Multilateral pact to protect rights of performers
SHANGHAI — A multilateral treaty to protect the intellectual property rights of thesps and warblers the world over is due to be signed in Beijing next week, although regulators say enforcing the agreement will require hard work.
Once it is ratified, the treaty “will strengthen the economic rights of performers and provide potential extra income from their work,” Trevor Clarke, assistant director general of the World Intellectual Property Organization, told a copyright forum in Beijing.
As it stands, payment for a thesp’s work, and intellectual property protection, are not included in international copyright law, unlike that of helmers, screenwriters and musicians. This means thesps whose movies or performances are sold abroad do not have a legal right to payment, and if any payment is made, it goes to the producer.

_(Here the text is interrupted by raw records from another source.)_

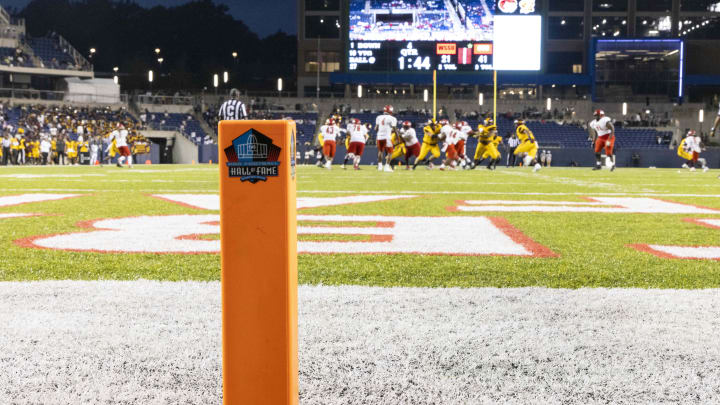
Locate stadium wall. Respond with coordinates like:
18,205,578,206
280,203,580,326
173,133,198,164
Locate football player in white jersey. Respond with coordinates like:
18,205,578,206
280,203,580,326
590,110,615,171
115,124,132,167
390,121,420,170
375,105,397,172
455,121,474,169
320,118,340,170
343,118,369,170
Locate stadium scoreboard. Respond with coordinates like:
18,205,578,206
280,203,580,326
347,0,541,72
348,41,493,72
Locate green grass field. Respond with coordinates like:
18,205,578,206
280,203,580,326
0,165,720,289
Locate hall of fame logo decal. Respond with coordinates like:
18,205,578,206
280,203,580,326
225,129,282,184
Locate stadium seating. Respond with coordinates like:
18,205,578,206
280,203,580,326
350,113,672,148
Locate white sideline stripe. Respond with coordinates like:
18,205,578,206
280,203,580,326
298,226,395,235
648,245,720,260
0,280,720,405
298,190,720,198
465,200,607,206
0,194,79,207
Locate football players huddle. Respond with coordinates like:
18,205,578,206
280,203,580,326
318,105,541,172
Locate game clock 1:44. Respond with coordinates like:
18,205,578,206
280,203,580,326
398,56,430,70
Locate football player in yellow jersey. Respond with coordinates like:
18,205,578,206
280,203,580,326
515,120,540,173
30,138,40,165
470,118,501,170
413,118,447,170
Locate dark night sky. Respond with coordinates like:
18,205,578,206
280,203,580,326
0,0,297,37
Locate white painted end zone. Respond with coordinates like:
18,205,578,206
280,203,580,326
456,197,720,214
0,194,82,207
0,173,105,179
0,280,720,405
26,215,220,253
21,211,556,257
153,194,220,210
153,194,416,210
694,218,720,229
635,245,720,260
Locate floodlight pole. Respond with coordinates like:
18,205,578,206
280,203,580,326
433,70,437,121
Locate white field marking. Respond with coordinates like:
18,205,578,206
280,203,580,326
693,218,720,229
296,190,720,198
632,245,720,260
21,211,556,257
465,200,607,206
0,280,720,405
0,212,35,219
0,173,105,179
630,218,720,260
153,194,416,210
457,197,720,214
0,194,81,207
25,215,220,253
298,215,554,257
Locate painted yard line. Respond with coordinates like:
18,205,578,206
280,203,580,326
298,190,720,198
0,280,720,405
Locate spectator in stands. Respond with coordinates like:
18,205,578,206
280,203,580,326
2,134,12,166
40,137,52,166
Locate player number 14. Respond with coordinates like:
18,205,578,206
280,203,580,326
398,56,430,70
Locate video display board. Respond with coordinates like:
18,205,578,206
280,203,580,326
348,0,541,72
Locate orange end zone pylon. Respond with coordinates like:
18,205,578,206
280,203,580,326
219,121,298,405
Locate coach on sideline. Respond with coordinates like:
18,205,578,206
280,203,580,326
218,89,247,121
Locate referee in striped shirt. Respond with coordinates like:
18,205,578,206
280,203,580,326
218,89,247,121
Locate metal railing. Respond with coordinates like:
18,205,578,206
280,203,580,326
135,94,195,105
0,88,128,104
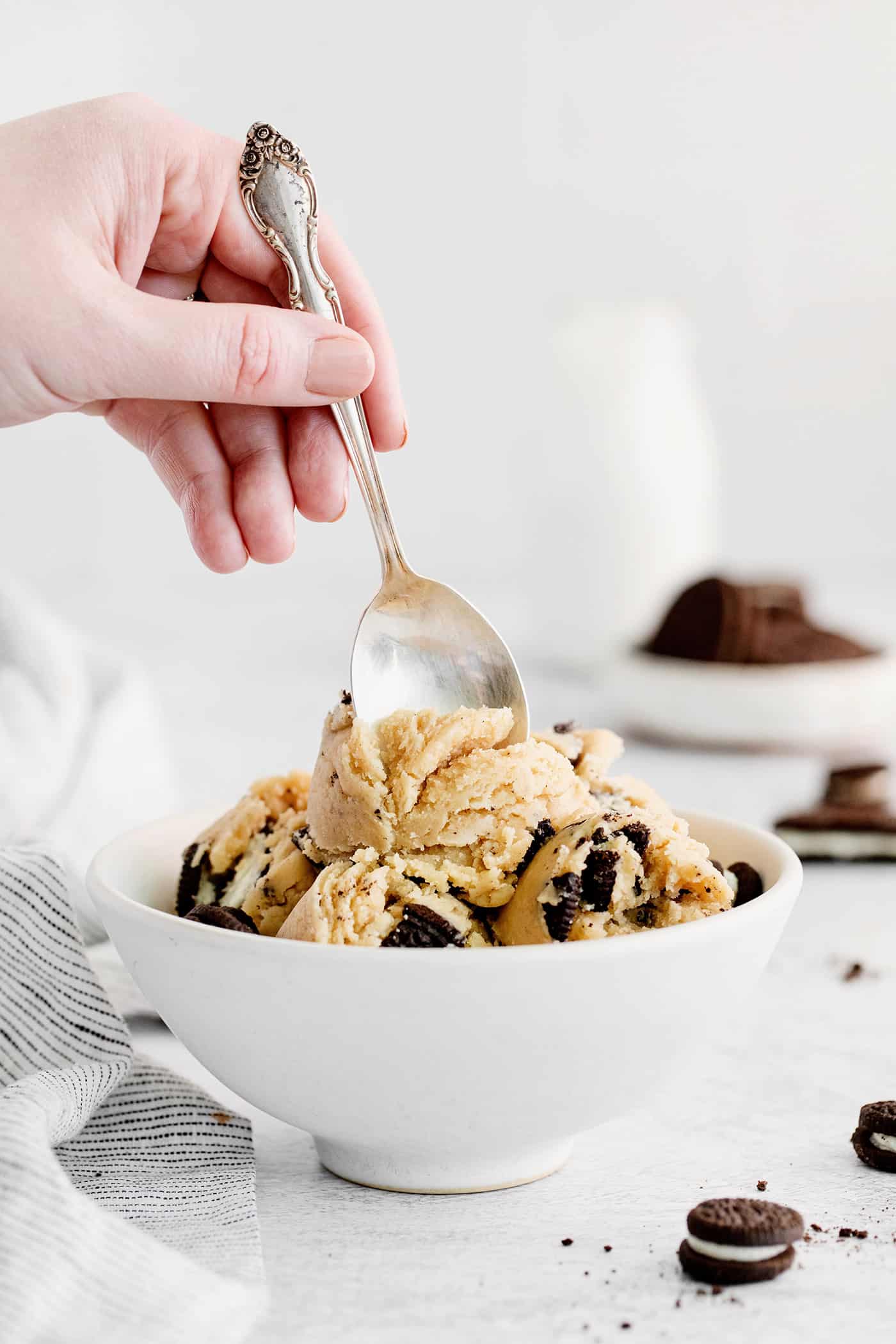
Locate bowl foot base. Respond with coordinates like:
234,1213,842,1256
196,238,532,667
314,1137,572,1195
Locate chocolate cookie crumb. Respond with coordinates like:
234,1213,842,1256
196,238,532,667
728,863,765,906
381,900,463,948
541,872,582,942
184,906,258,932
516,817,556,872
582,849,620,913
622,821,650,859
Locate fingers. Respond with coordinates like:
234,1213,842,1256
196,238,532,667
203,258,348,524
311,220,407,453
203,170,407,452
86,285,374,406
286,408,348,523
106,392,247,574
209,403,295,564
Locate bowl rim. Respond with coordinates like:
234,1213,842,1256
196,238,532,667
86,808,803,966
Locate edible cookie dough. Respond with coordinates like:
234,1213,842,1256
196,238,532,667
177,695,741,948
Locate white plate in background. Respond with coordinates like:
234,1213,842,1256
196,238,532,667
609,652,896,755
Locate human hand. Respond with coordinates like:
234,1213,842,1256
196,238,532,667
0,94,407,574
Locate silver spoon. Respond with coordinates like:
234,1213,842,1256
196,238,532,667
239,121,529,742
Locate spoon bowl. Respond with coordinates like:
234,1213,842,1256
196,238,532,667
352,567,529,743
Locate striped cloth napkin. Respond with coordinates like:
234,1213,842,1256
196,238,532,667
0,847,266,1344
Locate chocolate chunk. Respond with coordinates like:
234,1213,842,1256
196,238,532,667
184,906,258,932
516,817,556,872
582,849,620,913
176,844,205,915
383,900,463,948
541,872,582,942
622,821,650,859
728,863,765,906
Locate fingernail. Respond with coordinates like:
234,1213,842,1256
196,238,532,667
305,336,374,398
333,481,348,523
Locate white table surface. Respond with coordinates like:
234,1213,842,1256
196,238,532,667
134,726,896,1344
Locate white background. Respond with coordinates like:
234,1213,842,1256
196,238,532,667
0,0,896,788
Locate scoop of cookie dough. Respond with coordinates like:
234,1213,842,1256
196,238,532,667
307,701,596,908
494,792,733,943
177,770,318,934
179,695,733,948
278,849,494,948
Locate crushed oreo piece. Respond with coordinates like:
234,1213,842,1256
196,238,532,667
622,821,650,859
541,872,582,942
176,844,204,915
582,849,620,913
184,906,258,932
728,863,765,906
516,817,556,872
383,900,463,948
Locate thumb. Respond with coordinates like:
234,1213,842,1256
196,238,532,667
84,285,374,406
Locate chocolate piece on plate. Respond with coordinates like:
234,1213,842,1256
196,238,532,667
644,578,877,667
775,764,896,860
678,1199,803,1285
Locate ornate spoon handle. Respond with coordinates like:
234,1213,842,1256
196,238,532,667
239,121,407,579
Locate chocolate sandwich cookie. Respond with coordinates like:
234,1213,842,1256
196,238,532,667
853,1101,896,1172
775,764,896,860
678,1199,803,1285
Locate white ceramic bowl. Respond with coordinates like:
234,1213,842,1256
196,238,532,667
87,810,802,1192
606,653,896,753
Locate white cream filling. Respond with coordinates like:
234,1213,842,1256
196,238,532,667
776,827,896,859
688,1233,787,1263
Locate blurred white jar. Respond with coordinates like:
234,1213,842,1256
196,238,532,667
532,303,719,664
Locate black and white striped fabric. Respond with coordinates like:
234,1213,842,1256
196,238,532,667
0,848,266,1344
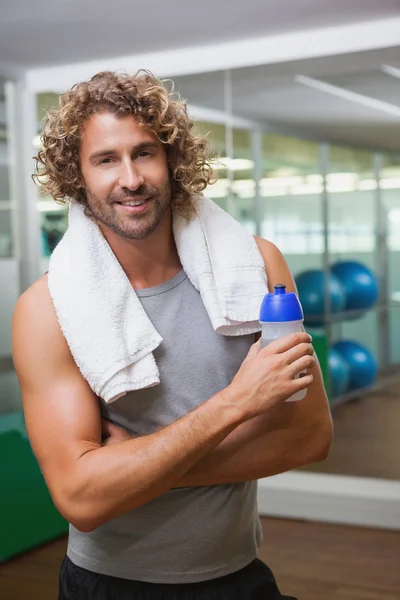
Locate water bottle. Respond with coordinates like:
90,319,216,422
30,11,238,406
260,284,307,402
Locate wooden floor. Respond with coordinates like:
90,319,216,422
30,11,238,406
0,519,400,600
302,382,400,480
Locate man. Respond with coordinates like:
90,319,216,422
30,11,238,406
13,72,332,600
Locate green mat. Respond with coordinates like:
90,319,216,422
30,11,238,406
0,412,68,560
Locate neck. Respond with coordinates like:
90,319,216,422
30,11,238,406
99,211,182,289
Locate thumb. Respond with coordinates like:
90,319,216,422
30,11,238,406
246,340,260,360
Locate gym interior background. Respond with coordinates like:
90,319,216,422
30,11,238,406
0,0,400,600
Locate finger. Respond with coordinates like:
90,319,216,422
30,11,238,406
262,331,312,354
246,340,260,360
286,355,315,379
282,343,314,365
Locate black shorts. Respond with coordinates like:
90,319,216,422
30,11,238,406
58,556,296,600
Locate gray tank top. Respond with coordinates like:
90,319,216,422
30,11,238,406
67,271,261,583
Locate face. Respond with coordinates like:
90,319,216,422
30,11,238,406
80,113,171,240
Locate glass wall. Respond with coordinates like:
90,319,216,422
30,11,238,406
35,92,68,273
0,77,21,414
380,153,400,365
0,78,14,258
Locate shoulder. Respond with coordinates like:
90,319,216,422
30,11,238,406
12,275,70,370
254,235,296,292
13,274,52,324
253,235,283,258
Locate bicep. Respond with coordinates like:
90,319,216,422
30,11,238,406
12,280,101,501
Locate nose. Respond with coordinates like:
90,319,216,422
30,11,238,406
119,160,144,191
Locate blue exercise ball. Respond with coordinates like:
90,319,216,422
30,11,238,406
328,348,350,397
332,260,379,310
332,340,378,391
296,269,346,326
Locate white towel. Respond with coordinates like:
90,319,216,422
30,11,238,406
48,196,268,403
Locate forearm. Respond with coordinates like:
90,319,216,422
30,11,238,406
176,376,332,487
66,386,242,530
174,408,311,487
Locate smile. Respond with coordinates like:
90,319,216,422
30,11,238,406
116,198,151,214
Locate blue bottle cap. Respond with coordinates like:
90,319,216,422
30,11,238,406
260,283,304,323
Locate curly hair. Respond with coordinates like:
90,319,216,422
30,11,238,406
32,70,216,218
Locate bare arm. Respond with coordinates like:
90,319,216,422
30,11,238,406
13,277,312,531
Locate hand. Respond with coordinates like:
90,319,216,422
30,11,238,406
227,332,315,420
101,419,132,446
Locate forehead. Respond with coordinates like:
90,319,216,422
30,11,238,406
81,112,157,153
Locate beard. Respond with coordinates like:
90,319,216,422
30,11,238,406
87,181,171,240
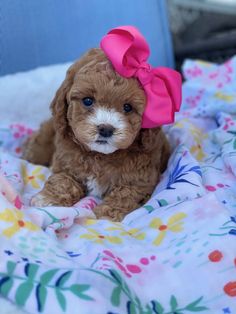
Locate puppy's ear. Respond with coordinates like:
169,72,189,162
50,66,74,136
139,128,164,151
50,48,102,136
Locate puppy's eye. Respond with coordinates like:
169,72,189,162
82,97,94,107
123,104,133,113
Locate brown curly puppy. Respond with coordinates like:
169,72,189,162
23,49,169,221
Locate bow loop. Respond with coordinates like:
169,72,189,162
101,26,182,128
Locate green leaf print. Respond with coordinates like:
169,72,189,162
56,271,72,287
111,287,121,306
25,263,39,280
15,280,34,306
55,289,66,312
0,276,13,297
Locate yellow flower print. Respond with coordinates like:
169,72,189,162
21,164,46,189
106,223,146,240
80,228,122,244
149,213,187,245
0,208,39,238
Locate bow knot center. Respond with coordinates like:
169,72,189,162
135,62,153,85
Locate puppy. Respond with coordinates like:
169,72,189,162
23,48,169,221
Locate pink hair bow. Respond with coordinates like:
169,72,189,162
100,26,182,128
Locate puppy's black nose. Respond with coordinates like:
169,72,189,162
98,124,114,137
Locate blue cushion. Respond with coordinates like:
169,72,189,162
0,0,173,75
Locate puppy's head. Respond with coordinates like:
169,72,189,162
51,49,146,154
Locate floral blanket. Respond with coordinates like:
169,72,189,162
0,57,236,314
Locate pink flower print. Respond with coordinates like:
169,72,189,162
101,250,156,278
205,183,229,192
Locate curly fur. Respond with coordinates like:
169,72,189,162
24,49,169,221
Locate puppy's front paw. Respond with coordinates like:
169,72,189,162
30,192,56,207
93,204,124,222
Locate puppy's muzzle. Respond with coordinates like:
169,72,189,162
98,124,115,138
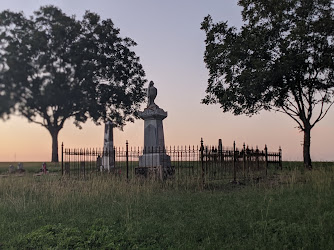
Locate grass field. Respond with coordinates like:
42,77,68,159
0,163,334,249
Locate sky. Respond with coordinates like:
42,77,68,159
0,0,334,162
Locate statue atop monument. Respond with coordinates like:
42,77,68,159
147,81,158,107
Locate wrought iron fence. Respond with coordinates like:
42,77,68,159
62,141,282,183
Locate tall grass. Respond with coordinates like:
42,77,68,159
0,162,334,249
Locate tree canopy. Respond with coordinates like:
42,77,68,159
201,0,334,167
0,6,146,161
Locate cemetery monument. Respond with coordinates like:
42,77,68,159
102,121,115,171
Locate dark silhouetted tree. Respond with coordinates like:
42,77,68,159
0,6,146,162
201,0,334,168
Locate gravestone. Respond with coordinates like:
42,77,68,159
8,165,15,174
102,121,115,172
137,81,171,179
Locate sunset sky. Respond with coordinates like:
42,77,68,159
0,0,334,162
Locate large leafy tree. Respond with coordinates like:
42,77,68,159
201,0,334,168
0,6,146,162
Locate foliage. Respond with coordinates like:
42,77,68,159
201,0,334,168
0,6,145,161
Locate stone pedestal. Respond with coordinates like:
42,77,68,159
101,121,115,171
139,103,171,178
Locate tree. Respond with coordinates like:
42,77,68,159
0,6,146,162
201,0,334,168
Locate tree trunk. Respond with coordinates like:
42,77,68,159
49,128,60,162
303,126,312,169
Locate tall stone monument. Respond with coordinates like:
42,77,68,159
139,81,171,178
102,121,115,171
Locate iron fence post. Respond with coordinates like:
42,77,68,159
242,143,246,179
126,141,129,181
264,144,268,176
200,138,205,188
278,146,283,170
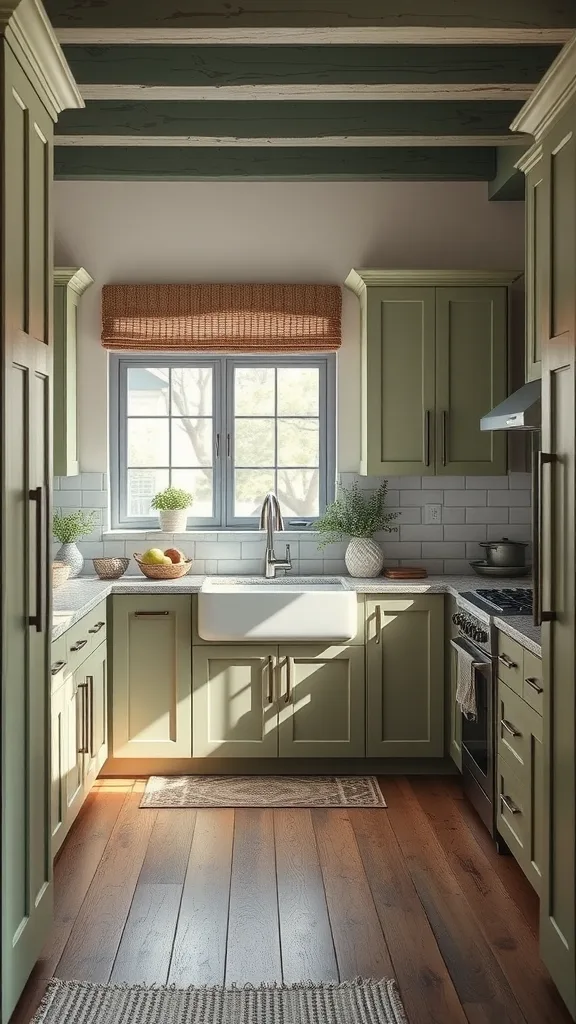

They also have no recourse in many countries if their work is manipulated in any way that may harm their reputation.
The plan to sign the treaty in China is significant because it has a terrible record when it comes to IP protection and is regularly slammed by the U.S. and the European Union for its lax enforcement of copyright law.
Yu Cike, director general of the copyright department of China’s National Copyright Administration, welcomed the new rules.
“In the era of the Internet, protection of performers’ IP rights is still lacking globally. The expected treaty mainly addresses this issue,” Yu said in the China Daily newspaper.
It has taken more than a decade for WIPO, which is part of the United Nations, to come up with the treaty. An agreement between the U.S. and European Union last year paved the way for concluding the pact, although it still needs to be ratified by the 185 member states.